Surface Science and Surface Functionalization
We apply atomic/molecular layer deposition (ALD/MLD) for surface functionalization. ALD/MLD is a vapor phase method to achieve a thin film growth by using a well-defined surface chemistry. Two (or more) complementary, quantitative surface reactions performed in an alternating manner result in the deposition of a solid in a layer-by-layer fashion (as shown in Figure 1). ALD/MLD offers outstanding conformality on high-aspect ratio structures, thickness control at the Angstrom level, and tunable film structure. MLD systems for polymer testimony can be consolidated with ALD strategies for inorganic material development to create organic/inorganic mixture materials. Highly porous metal oxide films with well-defined porous structures and controllable film thickness can be produced by oxidizing metalcone hybrid polymer films deposited by MLD.
Nanostructured Materials for Catalysis
Heterogeneous catalysts are widely used due to many advantages including the easiness of separating the catalysts by filtration and recoverability after reaction. Our studies focus on preparing nanostructured catalysts with high catalytic activity, high reaction selectivity, and high thermal stability by using ALD/MLD and traditional liquid-based methods. ALD has received increasing attention for the preparation of metal nanoparticles (NPs). Recently, we prepared Pt-Co bimetallic NPs by ALD and these catalysts showed excellent activity and selectivity for various hydrogenation reactions. We successfully prepared single atom catalysts by ALD on various substrates. We also prepared various nanostructured catalysts, such as metal NPs encapsulated with a porous film with well-defined porous structures and controllable film thickness and gaps between metal NPs and porous shells (Figure 2). These core-shell structured catalysts only sinter at much higher temperatures, and the porous shell can also increase the reaction selectivity through reactant molecular discrimination.
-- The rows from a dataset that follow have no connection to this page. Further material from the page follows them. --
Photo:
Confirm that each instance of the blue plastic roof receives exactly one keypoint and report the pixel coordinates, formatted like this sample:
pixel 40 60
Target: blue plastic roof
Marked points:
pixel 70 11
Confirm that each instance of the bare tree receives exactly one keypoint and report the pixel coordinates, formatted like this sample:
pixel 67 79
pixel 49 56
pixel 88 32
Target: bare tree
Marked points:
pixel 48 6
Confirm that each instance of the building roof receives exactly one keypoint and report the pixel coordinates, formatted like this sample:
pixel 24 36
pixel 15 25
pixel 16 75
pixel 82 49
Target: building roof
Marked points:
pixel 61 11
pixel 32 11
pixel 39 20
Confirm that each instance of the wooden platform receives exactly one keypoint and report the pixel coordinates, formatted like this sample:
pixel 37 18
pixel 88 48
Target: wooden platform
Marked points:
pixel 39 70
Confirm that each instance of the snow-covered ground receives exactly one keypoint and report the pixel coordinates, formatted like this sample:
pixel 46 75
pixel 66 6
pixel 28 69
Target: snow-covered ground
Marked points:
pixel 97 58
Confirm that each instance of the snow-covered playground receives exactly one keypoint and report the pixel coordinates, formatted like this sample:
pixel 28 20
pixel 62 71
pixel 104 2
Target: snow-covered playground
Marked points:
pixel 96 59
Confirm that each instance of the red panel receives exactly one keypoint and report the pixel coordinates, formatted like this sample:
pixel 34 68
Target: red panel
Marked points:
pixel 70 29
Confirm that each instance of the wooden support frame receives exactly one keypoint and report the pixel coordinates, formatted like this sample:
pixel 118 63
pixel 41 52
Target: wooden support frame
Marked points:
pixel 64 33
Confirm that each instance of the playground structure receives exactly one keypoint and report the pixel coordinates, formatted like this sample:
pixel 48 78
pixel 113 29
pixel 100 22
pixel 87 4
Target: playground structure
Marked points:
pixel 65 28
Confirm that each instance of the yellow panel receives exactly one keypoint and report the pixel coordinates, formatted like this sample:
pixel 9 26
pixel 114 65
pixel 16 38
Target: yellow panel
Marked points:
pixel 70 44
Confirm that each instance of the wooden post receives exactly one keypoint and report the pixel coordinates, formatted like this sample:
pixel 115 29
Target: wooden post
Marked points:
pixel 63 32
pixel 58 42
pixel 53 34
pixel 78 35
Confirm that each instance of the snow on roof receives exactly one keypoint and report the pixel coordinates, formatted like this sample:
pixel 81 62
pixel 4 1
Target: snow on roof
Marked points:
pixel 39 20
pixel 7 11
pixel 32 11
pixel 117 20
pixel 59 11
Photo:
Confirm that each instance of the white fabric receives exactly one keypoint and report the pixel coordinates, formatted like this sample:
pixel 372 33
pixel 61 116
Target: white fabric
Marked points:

We use these metal NPs, bimetallic NPs, single atom catalysts, single atom alloys, and nanostructured catalysts for various catalytic reactions.
Figure 2. Scheme of supported metal catalysts: (a) Pt NPs on porous γ-alumina particles, (b) self-assembled monolayers selectively deposited on the surface of Pt NPs, (c) aluminum alkoxide MLD film coated on the surfaces of Pt NPs and the catalyst support, and (d) porous films and gaps formed after removal of the organic components.
Nanostructured Materials for Energy Storage
ALD has the potential to become a critical tool in the area of energy conversion and storage including lithium-ion and sodium-ion batteries, solid oxide fuel cells, and supercapacitors. Our current focus, in this field, is on rechargeable lithium-ion batteries. Using the film thickness and conformality control of the ALD process, we aim not only to protect the electrode materials from undesired degradation due to charge-discharge cycling and thus improve the life span of the battery, but also to improve the initial capacity of the battery (as shown in Figure 3 for our recent results).
Nanostructured Materials for Environmental Remediation
Ecological contamination is a genuine issue in today’s quickly developing society. The measure of natural contaminations in wastewater streams and unstable natural mixtures in the environment has consistently expanded throughout the last few decades. New methodologies are obliged to address this issue. Photocatalytic corruption is one strategy to decrease and wipe out these contaminants. We have successfully been able to tune the photocatalytic nature of titania, a widely used photocatalyst, to meet the desired need for the application of environmental remediation.